First I allowed the livestock to mob-graze the area. (Actually they mob grazed the area prior to me erecting the pallet fence.) That means confine them to a small section where they are forced to eat all the edible greenery right down to the dirt. Another option could have been to use the lawn tractor and mow the grass super short. But I was concerned about the rocks that sometimes poke up. Hitting one could break the mower. So using the livestock was a far safer, cheaper option.
After moving the livestock out I found only a few weeds they did not touch. Those I either pulled out or cut off at soil level. Just about everything green was gone, eaten down to the brownish thatch.
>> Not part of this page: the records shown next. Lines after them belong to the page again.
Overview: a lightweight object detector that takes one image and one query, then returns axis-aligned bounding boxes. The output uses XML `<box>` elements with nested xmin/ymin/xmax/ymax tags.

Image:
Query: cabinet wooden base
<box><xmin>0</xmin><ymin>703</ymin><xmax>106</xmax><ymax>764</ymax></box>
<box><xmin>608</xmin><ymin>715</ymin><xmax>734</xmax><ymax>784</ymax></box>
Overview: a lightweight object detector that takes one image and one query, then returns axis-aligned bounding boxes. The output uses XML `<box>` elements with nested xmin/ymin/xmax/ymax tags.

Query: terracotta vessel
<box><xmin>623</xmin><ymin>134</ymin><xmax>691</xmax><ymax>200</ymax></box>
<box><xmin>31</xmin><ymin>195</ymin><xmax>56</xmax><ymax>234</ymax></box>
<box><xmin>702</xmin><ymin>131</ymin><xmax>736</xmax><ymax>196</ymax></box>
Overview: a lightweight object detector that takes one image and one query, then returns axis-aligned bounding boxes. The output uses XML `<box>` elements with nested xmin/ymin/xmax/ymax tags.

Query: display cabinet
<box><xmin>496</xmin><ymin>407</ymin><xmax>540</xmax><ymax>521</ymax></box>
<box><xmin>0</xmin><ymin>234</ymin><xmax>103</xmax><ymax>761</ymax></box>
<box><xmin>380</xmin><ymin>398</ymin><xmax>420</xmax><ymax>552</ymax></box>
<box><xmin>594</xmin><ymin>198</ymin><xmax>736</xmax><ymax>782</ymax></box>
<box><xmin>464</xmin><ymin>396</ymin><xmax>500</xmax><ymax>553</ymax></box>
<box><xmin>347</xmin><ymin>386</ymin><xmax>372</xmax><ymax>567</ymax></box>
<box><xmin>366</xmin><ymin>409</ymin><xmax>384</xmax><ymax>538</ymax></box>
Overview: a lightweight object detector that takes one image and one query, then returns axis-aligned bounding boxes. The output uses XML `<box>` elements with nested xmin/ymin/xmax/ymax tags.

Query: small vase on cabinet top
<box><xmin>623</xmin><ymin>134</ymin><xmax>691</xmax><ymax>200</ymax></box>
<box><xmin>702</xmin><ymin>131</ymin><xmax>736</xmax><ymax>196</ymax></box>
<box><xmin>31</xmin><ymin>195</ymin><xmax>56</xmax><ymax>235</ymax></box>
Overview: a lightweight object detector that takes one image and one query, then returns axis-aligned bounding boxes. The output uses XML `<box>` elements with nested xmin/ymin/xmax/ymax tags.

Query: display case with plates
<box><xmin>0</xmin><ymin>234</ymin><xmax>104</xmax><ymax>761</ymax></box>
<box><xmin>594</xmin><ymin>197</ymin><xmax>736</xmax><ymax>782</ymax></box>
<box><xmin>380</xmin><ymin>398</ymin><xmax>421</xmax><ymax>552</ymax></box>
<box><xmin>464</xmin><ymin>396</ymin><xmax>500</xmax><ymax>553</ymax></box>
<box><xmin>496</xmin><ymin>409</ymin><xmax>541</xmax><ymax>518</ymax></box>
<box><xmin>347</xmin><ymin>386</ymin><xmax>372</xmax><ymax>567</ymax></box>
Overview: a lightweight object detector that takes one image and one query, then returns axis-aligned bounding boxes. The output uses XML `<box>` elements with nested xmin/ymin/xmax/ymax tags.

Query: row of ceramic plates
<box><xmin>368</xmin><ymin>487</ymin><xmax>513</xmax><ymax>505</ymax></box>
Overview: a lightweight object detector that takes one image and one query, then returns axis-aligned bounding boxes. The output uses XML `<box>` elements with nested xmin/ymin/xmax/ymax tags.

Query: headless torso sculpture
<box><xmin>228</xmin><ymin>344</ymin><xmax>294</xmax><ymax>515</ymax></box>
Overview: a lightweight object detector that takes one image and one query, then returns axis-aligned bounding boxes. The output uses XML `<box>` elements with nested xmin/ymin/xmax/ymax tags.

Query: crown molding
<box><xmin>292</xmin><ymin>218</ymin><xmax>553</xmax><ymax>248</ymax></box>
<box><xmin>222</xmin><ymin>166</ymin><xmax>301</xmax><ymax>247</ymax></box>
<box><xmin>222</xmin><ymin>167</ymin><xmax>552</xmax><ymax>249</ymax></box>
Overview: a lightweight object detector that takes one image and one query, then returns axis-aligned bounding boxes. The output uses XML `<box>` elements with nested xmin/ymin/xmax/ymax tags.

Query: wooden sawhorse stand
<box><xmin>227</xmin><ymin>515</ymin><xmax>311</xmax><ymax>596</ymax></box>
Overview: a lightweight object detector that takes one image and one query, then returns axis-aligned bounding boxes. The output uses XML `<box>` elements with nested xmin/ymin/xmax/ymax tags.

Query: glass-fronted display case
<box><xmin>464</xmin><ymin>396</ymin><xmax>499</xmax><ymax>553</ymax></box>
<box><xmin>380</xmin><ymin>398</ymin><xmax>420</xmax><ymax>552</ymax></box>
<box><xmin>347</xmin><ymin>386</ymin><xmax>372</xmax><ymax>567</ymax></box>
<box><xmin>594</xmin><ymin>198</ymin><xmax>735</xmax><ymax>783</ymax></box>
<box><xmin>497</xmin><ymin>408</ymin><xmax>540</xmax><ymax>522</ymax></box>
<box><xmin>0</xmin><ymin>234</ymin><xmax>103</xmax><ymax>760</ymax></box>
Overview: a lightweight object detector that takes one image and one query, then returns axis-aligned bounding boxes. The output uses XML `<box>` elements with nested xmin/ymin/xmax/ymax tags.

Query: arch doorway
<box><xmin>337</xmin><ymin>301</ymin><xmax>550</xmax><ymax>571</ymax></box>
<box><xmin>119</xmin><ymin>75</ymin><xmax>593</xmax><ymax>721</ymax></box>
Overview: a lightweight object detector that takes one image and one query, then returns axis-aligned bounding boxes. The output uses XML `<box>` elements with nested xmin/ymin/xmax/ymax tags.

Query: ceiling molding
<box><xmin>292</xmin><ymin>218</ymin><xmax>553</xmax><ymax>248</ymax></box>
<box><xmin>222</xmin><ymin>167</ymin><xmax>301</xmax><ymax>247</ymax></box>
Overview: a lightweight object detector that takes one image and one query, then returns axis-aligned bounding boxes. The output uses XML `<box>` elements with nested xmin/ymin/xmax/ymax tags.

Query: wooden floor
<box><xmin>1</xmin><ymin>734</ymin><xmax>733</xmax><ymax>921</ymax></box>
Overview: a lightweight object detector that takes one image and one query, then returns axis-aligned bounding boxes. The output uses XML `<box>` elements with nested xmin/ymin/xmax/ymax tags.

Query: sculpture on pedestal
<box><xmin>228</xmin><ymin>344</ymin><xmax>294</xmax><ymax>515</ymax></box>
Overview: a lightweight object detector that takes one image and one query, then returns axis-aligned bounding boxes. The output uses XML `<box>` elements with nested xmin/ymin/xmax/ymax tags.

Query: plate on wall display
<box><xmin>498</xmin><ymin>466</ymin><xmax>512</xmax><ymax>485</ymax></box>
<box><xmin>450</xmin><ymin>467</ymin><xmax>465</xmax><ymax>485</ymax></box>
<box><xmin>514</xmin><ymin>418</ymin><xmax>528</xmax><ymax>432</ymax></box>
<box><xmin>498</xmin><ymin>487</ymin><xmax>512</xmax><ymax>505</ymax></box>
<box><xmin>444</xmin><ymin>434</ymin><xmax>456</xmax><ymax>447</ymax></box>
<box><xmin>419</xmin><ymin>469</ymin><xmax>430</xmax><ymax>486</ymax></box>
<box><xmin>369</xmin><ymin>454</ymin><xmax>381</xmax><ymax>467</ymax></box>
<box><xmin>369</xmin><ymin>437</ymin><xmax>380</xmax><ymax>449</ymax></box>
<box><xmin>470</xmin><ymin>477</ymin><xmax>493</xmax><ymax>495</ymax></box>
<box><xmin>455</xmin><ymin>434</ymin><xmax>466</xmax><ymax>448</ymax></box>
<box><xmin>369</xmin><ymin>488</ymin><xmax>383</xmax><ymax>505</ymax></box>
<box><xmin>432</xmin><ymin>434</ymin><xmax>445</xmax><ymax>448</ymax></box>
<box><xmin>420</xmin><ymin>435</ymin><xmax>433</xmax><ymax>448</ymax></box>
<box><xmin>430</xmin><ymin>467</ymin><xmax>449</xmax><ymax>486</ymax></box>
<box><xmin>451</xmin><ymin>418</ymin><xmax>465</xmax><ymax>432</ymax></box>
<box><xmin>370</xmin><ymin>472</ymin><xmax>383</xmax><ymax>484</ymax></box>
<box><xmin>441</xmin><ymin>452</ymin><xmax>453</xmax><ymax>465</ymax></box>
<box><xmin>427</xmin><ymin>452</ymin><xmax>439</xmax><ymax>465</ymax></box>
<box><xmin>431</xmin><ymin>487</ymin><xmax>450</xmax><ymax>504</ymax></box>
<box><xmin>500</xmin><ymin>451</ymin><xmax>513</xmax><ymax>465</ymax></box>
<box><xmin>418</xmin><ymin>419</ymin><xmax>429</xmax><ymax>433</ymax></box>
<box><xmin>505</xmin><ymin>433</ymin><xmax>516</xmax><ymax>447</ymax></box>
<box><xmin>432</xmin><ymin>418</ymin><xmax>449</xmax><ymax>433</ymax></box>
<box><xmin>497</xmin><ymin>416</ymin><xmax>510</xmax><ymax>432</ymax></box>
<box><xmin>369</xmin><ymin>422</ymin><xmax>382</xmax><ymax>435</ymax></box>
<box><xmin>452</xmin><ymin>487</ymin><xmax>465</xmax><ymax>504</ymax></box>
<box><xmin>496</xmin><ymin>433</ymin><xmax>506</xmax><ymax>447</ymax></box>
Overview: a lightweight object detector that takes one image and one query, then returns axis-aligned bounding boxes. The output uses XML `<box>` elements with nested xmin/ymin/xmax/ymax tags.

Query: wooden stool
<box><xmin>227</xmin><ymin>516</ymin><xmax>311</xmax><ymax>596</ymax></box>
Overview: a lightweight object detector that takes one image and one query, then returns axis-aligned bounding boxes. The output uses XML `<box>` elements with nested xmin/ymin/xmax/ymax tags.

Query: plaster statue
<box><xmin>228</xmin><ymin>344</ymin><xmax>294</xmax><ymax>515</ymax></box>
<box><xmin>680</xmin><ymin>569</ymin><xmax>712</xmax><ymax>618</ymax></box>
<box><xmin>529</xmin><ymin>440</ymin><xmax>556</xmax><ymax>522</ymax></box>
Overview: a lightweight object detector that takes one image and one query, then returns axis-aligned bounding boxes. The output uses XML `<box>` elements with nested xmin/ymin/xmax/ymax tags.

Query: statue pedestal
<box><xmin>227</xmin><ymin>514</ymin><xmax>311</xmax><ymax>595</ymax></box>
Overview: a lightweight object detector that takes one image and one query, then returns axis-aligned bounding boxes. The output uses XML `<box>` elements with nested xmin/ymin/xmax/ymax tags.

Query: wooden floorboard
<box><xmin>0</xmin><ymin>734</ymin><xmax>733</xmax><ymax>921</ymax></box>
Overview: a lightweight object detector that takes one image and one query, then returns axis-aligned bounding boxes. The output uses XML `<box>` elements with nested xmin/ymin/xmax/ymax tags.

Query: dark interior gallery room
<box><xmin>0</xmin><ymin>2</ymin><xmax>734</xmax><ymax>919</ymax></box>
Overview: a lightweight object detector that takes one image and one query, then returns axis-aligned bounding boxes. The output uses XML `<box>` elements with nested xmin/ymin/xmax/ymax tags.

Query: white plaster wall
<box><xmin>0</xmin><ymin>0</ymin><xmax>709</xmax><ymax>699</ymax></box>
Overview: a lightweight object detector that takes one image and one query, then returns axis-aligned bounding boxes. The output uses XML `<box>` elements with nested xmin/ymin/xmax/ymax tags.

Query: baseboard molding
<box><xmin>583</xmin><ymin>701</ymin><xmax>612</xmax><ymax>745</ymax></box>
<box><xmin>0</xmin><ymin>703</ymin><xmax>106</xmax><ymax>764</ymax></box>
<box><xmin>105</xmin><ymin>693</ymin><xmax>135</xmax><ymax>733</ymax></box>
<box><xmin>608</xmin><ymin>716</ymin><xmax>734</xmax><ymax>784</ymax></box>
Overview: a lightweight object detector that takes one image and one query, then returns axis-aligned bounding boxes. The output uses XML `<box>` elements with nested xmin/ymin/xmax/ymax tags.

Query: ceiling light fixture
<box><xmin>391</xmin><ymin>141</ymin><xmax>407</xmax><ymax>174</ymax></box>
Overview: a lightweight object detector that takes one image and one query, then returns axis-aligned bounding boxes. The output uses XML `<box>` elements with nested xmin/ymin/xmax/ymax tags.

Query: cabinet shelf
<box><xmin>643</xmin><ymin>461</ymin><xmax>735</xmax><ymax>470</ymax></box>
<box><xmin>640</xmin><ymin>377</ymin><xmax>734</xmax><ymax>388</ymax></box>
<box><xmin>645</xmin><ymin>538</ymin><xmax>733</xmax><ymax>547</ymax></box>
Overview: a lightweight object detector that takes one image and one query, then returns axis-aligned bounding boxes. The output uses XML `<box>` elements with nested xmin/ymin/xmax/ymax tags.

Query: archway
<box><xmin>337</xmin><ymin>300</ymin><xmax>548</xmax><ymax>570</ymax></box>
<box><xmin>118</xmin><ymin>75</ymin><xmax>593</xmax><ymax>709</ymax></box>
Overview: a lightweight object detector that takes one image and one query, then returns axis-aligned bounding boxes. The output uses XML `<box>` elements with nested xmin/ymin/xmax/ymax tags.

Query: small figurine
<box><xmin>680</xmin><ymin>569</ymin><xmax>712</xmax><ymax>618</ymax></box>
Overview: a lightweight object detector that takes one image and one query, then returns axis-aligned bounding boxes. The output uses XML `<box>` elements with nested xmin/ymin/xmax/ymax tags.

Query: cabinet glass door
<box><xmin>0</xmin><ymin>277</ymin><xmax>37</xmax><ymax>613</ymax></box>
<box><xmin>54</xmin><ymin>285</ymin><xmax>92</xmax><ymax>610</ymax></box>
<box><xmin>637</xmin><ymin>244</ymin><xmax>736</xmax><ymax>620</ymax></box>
I harvested as much of the manure as I could for use in the current gardens. If this land was not lava land, I could run a reverse tine rototiller over it or custom hire a plow to turn the land. But neither are feasible here. Rocks, rocks, rocks everywhere! That might look like nice ground but I challenge you to dig a shovel into it. Initially breaking this ground will require me to use an o-o bar or a pick.
Next I applied some nitrogen. This could have been in the form of composted manure, diluted urine, manure tea, or commercial lawn fertilizer. I opted to use chelated (I used old rusty nails) urine since I had several gallons on hand. Chelated urine contains nitrogen in a form more readily available to the plants. For this project I diluted the urine by adding two cups to a gallon of water. I sprayed the fertilizer so that the surface of the soil was just wet all over. Happily I got a light rain the evening after spraying, washing the solution into the plant root zone. Now I will wait for the grass to start regrowing.
About a 7-10 days from now the pasture should be green all over with a sudden flush of new growth. Once the growth is about an inch high I will spray a light coating of herbicide. With the grasses being so short very little herbicide will be needed. Saves money plus adds less chemical to the environment.